El mismo Jesús dijo: “Porque tanto amó Dios al mundo que dio a su Hijo único, para
que todo el que crea en Él no perezca, sino que tenga vida eterna” (Jn 3, 16). “Dar a
su Hijo” significaba entregarlo a la humanidad para que esta fuera amada hasta el
extremo.
Dios Padre ha dado a su Hijo para la salvación del mundo permitiendo su muerte de
cruz por los pecados del mundo, entregándolo por amor. El amor es la explicación
definitiva de la redención mediante la cruz.
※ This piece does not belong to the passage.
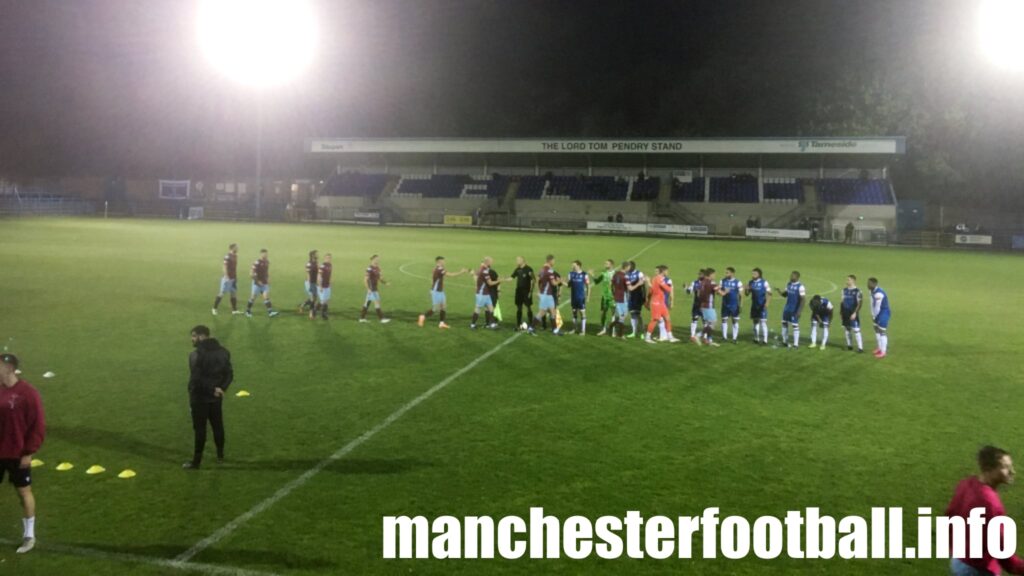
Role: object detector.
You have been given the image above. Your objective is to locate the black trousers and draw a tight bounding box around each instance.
[191,400,224,464]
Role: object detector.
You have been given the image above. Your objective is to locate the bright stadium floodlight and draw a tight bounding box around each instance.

Jesús por amor se entrega en manos de los hombres, Él se ofrece; no es que le quiten
la vida. Dar la vida por otro es amor, morir para que otro tenga vida es amor como hizo
san Maximiliano Maria Kolbe.
Dios ama al ser humano desde que este fue creado y Dios, como amante, desea
entregarse al ser humano, identificarse con él o, mejor aún, quiere integrarlo a su
propia vida.
Y aquí recordemos lo que dice san Pablo: “Bendito sea el Dios y Padre de nuestro
Señor Jesucristo, que nos ha bendecido con toda clase de bendiciones espirituales, en
los cielos, en Cristo; por cuanto nos ha elegido en él antes de la fundación del mundo,
para ser santos e inmaculados en su presencia, en el amor; eligiéndonos de antemano
para ser sus hijos adoptivos por medio de Jesucristo, según el beneplácito de su
voluntad” (Ef 1, 3-5).
Este texto nos dice que Dios Padre, por amor, nos ha elegido en Jesucristo, aun antes
de la creación del mundo, para que estemos en su presencia santos y sin tacha como
hijos adoptivos y nos ha bendecido en su hijo.
Por tanto la encarnación del Hijo de Dios no es, si se puede decir así, un plan B para
restaurar un plan fracasado por el pecado original sino que estaba ya prefijada en el
diseño del plan de Dios desde siempre; es decir la misión de Jesucristo a favor de la
humanidad ya estaba prefijada antes de los tiempos.
Y es lo que confirma el mismo Bautista cuando presenta a Jesús diciendo: “He aquí el
Cordero de Dios que quita el pecado del mundo” (Jn 1, 29).
Nos encontramos, pues, ante un designio divino que, aunque sea muy lógico a sus
ojos, sigue siendo un misterio que la razón humana no puede explicar
satisfactoriamente.
Es lo que el Apóstol Pablo confirmará con una paradoja muy famosa: “Porque la
necedad divina es más sabia que la sabiduría de los hombres, y la debilidad divina,
más fuerte que la fuerza de los hombres” (1 Cor 1, 25).